Explications. Les moteurs habituels de recommandation fonctionnent en cherchant des corrélations dans le comportement des internautes, les mots clés etc. Et ils prennent en compte pour cela les signaux les plus flagrants. Vous cherchez un pantalon signifie que vous voulez trouver un pantalon, donc l’algorithme vous recommande un pantalon. Simple comme bonjour. Un peu trop pour Jean Luc Marini. Le cofondateur de Search XPR, est professeur adjoint à l’IAE de Lyon en intelligence artificielle spécialisée en accessibilité de l’information digitale et a notamment travaillé sur l’interprétation des «métaconnaissances»: des connaissances implicites, sortes d’actes manqués à petite échelle. Ce sont ces types de données que Search XPRE analyse.

 

«Quand tout le monde s’intéresse aux datas que le consommateur a exprimées, nous, nous analysons celles qu’il n’a pas exprimé. En tout cas pas directement. Tous les tics, les mouvements de souris passifs, etc.», explique-t-il. Partant du principe que ces comportements «involontaires» de la part de l’internaute ont un sens, les huit algorithmes de la start-up les interprètent et vont alors chercher dans l’offre du site internet sur lequel surfe l'internaute un produit qui répondra à ses besoins non exprimés. Et qui, de fait, le surprendra. Et l’incitera à la découverte. 

 

«Cela s’adresse à tous les clients "flanneurs", qui viennent pour regarder», poursuit le chercheur. Ils sont ainsi incités à découvrir l’offre du magasin.

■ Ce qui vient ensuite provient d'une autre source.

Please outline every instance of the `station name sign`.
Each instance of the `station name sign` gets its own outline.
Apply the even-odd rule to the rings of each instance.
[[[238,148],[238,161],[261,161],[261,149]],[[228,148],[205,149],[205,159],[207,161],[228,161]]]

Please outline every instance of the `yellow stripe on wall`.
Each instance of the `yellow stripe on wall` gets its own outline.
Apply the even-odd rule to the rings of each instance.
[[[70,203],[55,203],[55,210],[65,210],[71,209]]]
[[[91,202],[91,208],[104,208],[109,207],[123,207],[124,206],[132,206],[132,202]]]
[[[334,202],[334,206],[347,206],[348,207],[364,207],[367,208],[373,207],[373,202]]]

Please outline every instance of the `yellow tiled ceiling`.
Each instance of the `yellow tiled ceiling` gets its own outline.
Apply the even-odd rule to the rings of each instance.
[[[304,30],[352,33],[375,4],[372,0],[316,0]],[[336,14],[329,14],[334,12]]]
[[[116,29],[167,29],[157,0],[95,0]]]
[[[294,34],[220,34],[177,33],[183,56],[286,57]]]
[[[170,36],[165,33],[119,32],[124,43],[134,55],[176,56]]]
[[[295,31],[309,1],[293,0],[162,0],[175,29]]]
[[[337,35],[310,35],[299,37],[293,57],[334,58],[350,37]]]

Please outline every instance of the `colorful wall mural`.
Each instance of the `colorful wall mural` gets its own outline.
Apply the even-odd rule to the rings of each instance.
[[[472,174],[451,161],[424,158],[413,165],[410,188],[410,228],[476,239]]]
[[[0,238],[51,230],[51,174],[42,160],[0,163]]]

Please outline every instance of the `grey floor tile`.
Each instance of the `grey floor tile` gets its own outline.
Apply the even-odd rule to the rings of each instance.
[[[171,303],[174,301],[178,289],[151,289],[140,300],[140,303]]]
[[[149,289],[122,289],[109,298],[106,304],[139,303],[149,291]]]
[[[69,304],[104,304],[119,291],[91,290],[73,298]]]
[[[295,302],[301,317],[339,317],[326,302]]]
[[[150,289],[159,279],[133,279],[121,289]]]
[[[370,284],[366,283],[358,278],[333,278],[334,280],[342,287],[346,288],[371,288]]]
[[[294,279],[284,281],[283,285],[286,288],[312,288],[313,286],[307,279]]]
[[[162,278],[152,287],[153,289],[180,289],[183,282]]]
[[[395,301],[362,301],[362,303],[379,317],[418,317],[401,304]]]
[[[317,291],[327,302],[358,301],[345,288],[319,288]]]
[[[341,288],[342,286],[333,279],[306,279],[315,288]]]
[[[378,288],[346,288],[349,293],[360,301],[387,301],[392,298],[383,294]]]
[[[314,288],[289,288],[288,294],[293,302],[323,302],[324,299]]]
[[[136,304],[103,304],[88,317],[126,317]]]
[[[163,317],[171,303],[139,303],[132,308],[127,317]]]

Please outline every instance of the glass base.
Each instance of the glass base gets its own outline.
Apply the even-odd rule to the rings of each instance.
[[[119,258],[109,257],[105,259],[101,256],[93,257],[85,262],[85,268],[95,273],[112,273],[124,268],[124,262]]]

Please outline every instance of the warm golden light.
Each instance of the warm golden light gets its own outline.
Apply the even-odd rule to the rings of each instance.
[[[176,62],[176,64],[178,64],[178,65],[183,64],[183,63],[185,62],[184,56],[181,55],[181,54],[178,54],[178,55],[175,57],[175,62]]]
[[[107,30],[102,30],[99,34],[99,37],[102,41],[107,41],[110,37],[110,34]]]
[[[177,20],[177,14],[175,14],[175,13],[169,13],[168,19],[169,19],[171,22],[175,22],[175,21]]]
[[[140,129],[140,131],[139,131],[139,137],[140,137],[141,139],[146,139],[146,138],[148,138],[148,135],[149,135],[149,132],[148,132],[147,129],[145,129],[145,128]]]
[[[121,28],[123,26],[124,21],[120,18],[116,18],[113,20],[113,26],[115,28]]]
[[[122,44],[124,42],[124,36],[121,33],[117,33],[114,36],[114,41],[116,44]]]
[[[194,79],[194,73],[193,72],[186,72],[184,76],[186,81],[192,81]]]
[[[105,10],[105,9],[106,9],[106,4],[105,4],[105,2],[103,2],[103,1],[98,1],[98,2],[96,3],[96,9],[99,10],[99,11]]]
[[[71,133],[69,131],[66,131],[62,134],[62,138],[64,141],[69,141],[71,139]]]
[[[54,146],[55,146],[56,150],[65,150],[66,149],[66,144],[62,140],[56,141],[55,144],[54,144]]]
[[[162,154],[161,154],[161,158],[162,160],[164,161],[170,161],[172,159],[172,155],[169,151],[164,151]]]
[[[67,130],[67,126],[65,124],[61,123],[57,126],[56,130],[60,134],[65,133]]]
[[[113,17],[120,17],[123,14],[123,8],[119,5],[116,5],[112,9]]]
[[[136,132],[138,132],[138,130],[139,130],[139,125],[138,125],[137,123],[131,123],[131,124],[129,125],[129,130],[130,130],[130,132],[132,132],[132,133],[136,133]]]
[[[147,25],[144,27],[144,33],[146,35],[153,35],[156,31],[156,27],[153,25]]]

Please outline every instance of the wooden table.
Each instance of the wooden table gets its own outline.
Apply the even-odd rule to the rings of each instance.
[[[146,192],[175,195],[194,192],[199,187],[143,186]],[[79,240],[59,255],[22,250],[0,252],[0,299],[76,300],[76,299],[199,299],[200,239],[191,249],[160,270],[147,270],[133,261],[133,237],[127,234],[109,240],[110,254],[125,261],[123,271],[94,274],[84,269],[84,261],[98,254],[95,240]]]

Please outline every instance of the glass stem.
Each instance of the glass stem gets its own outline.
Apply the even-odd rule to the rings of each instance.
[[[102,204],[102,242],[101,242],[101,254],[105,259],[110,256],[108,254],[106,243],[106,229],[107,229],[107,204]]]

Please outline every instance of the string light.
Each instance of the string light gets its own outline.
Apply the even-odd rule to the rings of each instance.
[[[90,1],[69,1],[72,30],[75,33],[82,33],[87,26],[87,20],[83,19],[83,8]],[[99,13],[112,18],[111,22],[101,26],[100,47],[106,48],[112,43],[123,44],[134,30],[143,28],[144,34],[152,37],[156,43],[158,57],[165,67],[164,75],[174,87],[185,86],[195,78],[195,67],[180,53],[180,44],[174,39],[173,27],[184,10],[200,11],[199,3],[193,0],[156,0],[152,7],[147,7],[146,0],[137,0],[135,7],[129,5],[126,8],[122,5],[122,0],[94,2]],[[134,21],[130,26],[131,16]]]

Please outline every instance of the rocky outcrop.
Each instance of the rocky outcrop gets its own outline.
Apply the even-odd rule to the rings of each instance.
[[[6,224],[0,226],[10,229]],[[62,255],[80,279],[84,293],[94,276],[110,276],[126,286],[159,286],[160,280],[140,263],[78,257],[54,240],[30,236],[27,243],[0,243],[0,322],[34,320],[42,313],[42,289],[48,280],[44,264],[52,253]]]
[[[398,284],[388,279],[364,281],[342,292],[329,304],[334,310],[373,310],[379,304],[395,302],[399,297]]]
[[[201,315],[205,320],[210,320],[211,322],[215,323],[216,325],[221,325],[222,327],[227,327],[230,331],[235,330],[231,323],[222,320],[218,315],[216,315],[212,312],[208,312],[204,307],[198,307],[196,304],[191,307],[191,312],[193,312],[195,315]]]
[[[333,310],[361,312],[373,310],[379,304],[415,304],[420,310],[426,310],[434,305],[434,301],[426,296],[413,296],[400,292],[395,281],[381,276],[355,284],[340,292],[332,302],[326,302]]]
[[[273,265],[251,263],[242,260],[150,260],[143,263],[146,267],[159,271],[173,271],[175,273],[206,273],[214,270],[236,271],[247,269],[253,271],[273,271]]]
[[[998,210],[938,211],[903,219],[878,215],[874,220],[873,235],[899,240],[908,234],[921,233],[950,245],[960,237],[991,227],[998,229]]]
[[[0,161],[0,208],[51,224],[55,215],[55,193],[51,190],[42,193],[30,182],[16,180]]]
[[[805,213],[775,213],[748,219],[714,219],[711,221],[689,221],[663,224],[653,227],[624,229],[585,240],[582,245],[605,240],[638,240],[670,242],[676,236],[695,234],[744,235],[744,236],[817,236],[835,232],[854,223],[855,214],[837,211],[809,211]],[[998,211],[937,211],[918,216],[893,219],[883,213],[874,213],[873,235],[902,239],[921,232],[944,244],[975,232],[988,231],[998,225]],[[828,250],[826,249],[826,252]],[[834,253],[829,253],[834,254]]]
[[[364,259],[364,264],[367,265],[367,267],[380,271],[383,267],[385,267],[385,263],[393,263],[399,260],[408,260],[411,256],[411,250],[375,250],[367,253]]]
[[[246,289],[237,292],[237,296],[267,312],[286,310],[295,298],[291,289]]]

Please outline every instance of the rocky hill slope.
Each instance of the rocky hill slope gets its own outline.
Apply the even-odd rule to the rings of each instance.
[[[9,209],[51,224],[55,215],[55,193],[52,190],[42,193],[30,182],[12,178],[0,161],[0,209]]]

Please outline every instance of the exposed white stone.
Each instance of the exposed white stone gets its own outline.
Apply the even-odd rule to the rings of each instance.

Le système est aussi réalisable dans les boutiques où, via des technologies RFID sur les produits et de localisation par Beacon, il est possible de relever le comportement indécis du client. Sa vitesse de déplacement, ses recherches par l’analyse du mouvement des porte-manteaux, etc. Attention, «le concept ne s’adapte principalement qu’à des vendeurs possédant une profondeur d’offre suffisante», reconnaît Jean-Luc Marini. Un vendeur de pantalon ne pourra recommander que des pantalons…

 

Testé pendant un an sur le site pêcheur.com, Search XPR affirme que le panier moyen du site a grimpé de presque 30%. La start-up a également travaillé pour l’aéroport de Shanghai en réalisant toute son application globale dédiée aux commerces dans l’aéroport.

 

Plus qu’une technologie dédiée à l’e-commerce, c’est une autre manière de concevoir l’algorithmie qu’a développée Search XPR. Fruit de cinq années de recherche, le principe d’analyse de signaux faibles peut être appliqué à d’autres secteurs, en intégrant d'autres données. Finalement, il s’agit d’un outil d’aide à la décision avec une ouverture d’esprit. Une sorte rationalisation de quelque chose qui apparaît comme irrationnelle à première vue: l'algorithme de la surprise. «Le concept est particulièrement adapté au marché de l’emploi, aux sites de rencontres, etc.», argue Jean-Luc Marini. L’entreprise travaille également pour le Cnes dans l’optique de prioriser les investissements ainsi que pour l’éditeur de presse Intescia (propriétaire de Stratégies), pour la recommandation d’articles en ligne.